Even before the national healthcare reform efforts took shape, leading hospitals had gotten the message from payers and employers that steep medical cost inflation couldn’t continue indefinitely. Much of the reengineering centered on revamping the patient care team at hospitals, a team that increasingly includes the pharmacist.
Bob Carta has been in an excellent position to monitor the change in the pharmacy at one of the more innovative systems. He’s been with Carolinas HealthCare System, based in Charlotte, for 25 years and is now assistant vice president of pharmaceutical services for the 32-hospital nonprofit healthcare system.
At Carolinas, pharmacists are being transitioned to the care team; they actually round with physicians and consult with them on proper dosing based on the disease state the patient may have.
“We’re dispensing information,” he says. “We pay pharmacists a lot of money and they go to six years of school. I don’t need them to dispense drugs. Instead, I need them to dispense clinical information.”

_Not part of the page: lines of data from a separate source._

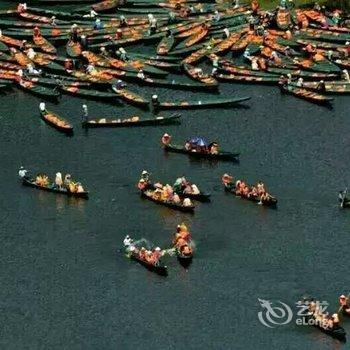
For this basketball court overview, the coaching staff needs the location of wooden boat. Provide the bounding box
[112,86,149,107]
[216,74,279,85]
[91,0,120,12]
[155,97,250,109]
[66,40,82,58]
[175,25,209,50]
[136,78,218,90]
[146,182,211,202]
[141,190,195,213]
[276,8,292,30]
[157,35,175,55]
[224,183,277,208]
[127,252,168,276]
[40,105,73,134]
[163,144,239,161]
[18,79,60,101]
[83,114,181,128]
[280,84,333,104]
[22,177,89,199]
[298,298,346,342]
[183,64,218,85]
[33,35,57,53]
[59,84,120,104]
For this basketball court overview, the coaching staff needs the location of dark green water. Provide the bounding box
[0,1,350,350]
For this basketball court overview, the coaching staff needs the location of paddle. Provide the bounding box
[340,187,348,208]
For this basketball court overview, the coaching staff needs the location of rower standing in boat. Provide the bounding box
[18,166,28,179]
[82,104,89,124]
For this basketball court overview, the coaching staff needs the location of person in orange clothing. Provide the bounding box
[33,27,41,38]
[252,0,259,15]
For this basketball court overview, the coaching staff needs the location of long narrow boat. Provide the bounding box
[157,35,175,55]
[155,97,250,109]
[127,251,168,276]
[40,103,73,134]
[141,190,195,213]
[112,86,149,107]
[66,40,82,58]
[146,182,211,202]
[33,35,57,53]
[163,144,240,162]
[83,114,181,128]
[298,298,346,342]
[18,79,61,101]
[183,64,218,86]
[224,178,277,208]
[59,84,120,104]
[280,84,333,104]
[22,177,89,199]
[216,74,279,85]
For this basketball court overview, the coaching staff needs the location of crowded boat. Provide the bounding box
[221,174,277,206]
[18,167,88,198]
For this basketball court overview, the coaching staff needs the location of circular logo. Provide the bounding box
[258,299,293,328]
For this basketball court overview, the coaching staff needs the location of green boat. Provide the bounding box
[153,97,250,109]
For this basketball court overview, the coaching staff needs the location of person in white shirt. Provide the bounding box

As a system, Carolinas’ pharmaceutical expenses are about $250 million annually, Carta says. That requires a massive build-out of software to meet regulatory and compliance needs, as well as installation of fulfillment machines, such as the dispensing robots and the automated dispensing machines.
In Carolinas’ case, much of this change was paid for over time by software solutions like one from McKesson that Carta relies on to manage the hospital’s 340B program, a federal program that requires brand-name drugmakers that participate in Medicaid to provide reduced-price outpatient drugs for specialized facilities, or “covered entities,” that provide drugs to indigent populations.